I help her dress—though she hardly needs the help—and when my fingers brush the back of her neck to fasten the clasp, she shivers, just slightly. It’s enough to make me forget words for a while.

For some reason, she doesn’t leave. So, I pull the small leather-bound scroll from the table.

“What is that?” she asks.

“A story,” I say. “One I thought you’d like.”

Her expression softens. “Then read it to me.”

So I do.

I open it to the first page, the ink still fresh. The letters are uneven—my handwriting’s never been as graceful as hers—but I’ve rewritten it a dozen times until the words sound right.

“It’s about a troll,” I begin, “and a human who lives at the edge of the world, in a cottage carved into the rock, with looms that hum and windows that catch the first light of dawn. He builds her a library with more shelves than sense, and every night she fills the pages with stories—some true, some not, all beautiful. They raise wild children who never sleep, who climb trees and steal stones and torment crystal wraiths, and who grow up listening to their mother’s tales and their father’s songs. ”

She’s smiling now, quiet and full of happiness. “Does it end happily?”

“Of course it does,” I say softly. “They live a long time. They fight, they forgive, they build something that lasts longer than curses or kings.”

Her eyes meet mine across the firelight. “And do they love each other?”

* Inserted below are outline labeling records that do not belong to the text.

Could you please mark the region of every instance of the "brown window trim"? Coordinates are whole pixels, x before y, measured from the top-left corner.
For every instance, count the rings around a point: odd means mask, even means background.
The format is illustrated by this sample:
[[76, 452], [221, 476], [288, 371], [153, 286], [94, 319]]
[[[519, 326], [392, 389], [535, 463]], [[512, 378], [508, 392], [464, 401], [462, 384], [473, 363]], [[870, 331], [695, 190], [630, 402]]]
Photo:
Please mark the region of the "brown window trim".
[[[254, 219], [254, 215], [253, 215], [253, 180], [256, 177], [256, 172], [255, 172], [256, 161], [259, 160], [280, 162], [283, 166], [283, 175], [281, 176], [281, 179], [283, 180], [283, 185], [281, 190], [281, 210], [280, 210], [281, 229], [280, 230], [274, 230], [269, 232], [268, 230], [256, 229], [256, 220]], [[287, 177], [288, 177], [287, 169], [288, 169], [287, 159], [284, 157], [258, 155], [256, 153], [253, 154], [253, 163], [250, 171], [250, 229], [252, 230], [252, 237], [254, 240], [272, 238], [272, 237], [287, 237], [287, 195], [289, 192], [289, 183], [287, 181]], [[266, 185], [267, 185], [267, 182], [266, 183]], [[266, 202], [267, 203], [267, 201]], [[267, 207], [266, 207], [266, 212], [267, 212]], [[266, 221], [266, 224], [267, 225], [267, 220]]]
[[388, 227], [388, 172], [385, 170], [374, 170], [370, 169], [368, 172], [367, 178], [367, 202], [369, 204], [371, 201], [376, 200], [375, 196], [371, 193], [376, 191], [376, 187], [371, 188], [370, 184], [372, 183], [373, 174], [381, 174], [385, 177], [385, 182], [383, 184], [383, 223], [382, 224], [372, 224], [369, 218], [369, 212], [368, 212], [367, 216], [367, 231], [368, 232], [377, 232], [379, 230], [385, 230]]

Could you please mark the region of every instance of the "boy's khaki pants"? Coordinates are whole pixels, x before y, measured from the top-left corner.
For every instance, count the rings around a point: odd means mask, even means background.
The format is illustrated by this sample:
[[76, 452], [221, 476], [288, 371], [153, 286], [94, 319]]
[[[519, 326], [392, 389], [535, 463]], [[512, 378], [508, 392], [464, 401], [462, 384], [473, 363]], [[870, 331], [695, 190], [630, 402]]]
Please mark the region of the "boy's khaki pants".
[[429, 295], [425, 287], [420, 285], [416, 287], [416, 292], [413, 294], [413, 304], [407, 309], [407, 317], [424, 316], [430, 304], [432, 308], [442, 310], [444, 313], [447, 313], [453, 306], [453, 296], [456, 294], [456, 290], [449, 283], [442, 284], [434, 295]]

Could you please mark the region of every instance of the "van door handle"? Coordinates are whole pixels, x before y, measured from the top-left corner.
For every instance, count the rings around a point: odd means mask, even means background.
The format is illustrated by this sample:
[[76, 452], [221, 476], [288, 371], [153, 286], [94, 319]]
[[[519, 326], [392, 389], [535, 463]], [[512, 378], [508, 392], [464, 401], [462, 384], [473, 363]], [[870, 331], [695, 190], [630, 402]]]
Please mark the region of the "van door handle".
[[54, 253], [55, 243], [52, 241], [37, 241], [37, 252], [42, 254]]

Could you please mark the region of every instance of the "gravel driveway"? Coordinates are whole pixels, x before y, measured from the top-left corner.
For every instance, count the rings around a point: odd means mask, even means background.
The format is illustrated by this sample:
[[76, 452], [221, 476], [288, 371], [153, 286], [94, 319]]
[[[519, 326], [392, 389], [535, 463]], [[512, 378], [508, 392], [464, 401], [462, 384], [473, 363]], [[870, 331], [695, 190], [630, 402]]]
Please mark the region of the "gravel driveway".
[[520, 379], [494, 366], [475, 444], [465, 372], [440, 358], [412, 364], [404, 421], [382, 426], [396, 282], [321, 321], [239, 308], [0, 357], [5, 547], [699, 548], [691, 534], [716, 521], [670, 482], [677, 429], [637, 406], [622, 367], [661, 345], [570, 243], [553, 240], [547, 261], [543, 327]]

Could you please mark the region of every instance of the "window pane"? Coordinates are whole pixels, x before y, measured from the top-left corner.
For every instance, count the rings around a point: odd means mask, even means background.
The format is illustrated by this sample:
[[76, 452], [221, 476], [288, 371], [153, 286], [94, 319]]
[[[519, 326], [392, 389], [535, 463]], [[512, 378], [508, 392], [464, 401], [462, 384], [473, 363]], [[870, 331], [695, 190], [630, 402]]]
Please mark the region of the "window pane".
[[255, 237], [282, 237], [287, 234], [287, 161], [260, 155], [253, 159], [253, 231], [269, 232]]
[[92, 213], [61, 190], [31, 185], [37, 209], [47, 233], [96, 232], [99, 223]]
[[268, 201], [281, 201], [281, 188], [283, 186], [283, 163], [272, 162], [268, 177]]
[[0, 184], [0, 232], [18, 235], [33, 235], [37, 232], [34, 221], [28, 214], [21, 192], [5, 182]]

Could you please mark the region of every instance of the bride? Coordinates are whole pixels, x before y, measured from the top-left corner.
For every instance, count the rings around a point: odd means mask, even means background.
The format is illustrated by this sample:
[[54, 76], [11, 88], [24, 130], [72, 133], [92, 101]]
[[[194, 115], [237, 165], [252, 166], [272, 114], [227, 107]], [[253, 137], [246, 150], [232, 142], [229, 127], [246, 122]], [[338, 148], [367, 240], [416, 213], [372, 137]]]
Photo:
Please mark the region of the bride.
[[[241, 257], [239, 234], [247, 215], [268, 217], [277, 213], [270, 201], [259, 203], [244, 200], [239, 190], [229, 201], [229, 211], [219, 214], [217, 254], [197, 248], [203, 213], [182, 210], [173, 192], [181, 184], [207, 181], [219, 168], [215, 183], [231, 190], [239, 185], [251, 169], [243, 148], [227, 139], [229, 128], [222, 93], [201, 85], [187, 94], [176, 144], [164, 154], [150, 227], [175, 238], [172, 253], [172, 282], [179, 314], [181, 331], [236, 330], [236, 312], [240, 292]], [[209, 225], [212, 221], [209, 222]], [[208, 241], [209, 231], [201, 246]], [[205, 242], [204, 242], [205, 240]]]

I close the book, tracing the edge of its cover. “Every day. In small ways and in great ones.”

She looks at me for a long time, her expression unreadable—and then her hand finds mine. Her fingers are warm, her grip sure. The Fuegorra under her skin glows softly, answering mine.

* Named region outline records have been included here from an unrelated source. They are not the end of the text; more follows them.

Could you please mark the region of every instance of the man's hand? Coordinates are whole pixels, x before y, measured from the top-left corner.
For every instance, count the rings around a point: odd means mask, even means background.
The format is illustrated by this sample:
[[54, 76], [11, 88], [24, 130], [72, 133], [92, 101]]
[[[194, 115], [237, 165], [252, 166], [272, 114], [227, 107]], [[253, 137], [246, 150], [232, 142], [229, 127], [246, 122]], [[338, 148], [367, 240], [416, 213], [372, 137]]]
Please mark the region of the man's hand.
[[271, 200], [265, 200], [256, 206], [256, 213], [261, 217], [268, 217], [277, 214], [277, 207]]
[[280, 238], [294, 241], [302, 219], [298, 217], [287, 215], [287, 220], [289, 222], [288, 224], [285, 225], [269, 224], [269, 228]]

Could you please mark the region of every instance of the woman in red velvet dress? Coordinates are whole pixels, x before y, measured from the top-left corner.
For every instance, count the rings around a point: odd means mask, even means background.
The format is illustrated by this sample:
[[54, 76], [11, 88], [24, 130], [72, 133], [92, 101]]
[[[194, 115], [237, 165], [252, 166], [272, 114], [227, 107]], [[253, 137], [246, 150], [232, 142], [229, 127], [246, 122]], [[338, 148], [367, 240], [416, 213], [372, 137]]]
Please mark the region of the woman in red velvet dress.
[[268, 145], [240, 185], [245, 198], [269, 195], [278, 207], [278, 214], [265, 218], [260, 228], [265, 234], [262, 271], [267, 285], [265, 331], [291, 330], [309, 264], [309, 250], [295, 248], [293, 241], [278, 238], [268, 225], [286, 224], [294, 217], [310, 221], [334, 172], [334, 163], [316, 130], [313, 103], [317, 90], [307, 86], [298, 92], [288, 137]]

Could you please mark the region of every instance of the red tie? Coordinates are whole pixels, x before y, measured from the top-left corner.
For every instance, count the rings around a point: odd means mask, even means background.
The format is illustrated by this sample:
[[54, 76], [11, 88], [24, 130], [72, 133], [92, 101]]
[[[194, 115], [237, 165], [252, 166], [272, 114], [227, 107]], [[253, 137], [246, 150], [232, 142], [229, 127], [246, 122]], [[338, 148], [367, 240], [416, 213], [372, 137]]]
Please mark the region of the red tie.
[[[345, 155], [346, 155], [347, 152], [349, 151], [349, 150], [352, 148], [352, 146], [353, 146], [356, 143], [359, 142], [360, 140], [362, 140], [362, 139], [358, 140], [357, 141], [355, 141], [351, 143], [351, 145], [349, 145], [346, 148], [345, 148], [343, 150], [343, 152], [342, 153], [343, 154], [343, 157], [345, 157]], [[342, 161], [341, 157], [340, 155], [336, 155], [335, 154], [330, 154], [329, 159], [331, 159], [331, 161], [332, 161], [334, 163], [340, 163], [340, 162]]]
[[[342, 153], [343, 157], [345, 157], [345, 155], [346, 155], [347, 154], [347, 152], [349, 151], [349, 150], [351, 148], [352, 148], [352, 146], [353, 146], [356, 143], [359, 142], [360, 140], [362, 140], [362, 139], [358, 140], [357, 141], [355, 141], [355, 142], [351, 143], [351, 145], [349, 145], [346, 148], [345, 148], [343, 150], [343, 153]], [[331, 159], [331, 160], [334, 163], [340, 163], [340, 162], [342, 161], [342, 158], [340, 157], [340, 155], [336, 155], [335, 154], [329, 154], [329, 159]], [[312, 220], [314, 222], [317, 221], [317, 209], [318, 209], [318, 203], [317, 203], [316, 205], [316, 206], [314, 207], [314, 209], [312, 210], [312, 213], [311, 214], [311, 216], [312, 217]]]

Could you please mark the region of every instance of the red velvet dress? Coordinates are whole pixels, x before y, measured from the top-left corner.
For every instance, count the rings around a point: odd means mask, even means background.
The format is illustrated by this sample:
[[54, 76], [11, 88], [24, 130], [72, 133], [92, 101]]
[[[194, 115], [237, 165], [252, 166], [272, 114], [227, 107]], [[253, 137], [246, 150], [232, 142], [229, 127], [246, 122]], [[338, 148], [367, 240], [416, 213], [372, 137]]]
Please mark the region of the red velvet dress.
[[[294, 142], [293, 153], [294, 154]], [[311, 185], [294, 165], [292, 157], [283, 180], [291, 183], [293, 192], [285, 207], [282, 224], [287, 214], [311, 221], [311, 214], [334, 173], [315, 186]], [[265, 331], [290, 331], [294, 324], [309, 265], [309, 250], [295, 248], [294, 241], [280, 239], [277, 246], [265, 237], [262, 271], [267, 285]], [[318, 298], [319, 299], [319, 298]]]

She stays close, breath brushing my collarbone. “What is it?” I ask, brushing my thumb over her knuckles.

I cup her face, my hands shaking, and for the first time in years, my chest feels too small for the joy inside it. “You’ve just given me everything I’ve ever wanted.”

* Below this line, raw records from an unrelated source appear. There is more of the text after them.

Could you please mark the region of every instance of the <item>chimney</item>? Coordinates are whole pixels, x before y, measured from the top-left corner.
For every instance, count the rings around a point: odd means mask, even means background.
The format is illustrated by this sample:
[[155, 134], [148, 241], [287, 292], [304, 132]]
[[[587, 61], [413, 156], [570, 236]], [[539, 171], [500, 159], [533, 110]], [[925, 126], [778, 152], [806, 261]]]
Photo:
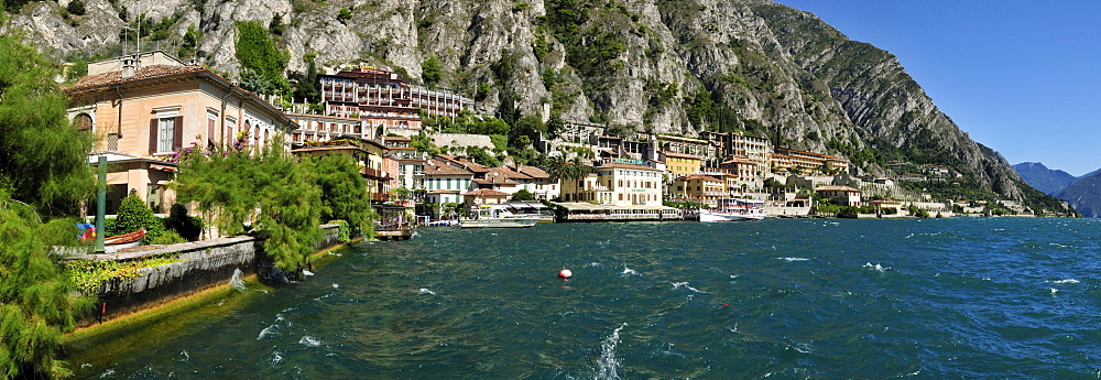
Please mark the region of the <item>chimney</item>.
[[138, 73], [138, 56], [127, 56], [122, 58], [122, 78], [130, 79]]

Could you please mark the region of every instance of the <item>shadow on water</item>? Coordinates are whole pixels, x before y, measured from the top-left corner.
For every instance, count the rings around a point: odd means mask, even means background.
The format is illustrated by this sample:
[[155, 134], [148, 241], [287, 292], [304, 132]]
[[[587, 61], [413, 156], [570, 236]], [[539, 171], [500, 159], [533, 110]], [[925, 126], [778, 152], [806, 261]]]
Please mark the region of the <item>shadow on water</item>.
[[1091, 221], [417, 234], [72, 365], [106, 378], [1081, 378], [1101, 352]]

She smiles, teary and radiant. “All right,” she says quietly. “I’ll marry you.”

For a moment, I forget how to breathe. The world narrows to her voice, her smile, the steady rhythm of our hearts in the same space.

“You mean it?” I ask.

“Yes.” Her eyes soften. “I’ll marry you, Vann.”

I pull her into my arms, the laughter breaking out of me before I can stop it. She tilts her head up, amused. “You look like you just won a war.”

“I did,” I say. “The last one. And the one before it.”

She laughs too, and the sound fills the home—rich, bright, alive. It warms my blood and makes me feel like singing.

When she kisses me, it isn’t desperate anymore. It’s slow and certain, threaded through with promise. I kiss her back, and the Fuegorra flares once between us.

I pull her against me, holding her as though the entire mountain could crumble and it wouldn’t matter. I’ll find a way to keep her and our child safe.

Words from one of my favorite poems, one that I had recited to her in a very different time, return to me.

“Regret clings too easily, like burrs in the hem of a weary traveler—

A weight that asks nothing but to be carried.

But beauty? Beauty is lighter, fleeting, slipping through open hands,

Yet it does not demand to be earned.

It simply is.

You have walked far enough beneath heavy skies, let your step, for once, fall upon something soft.”

It feels like, finally, we have turned the other stone. Finally. Finally we can begin the life we are meant to live.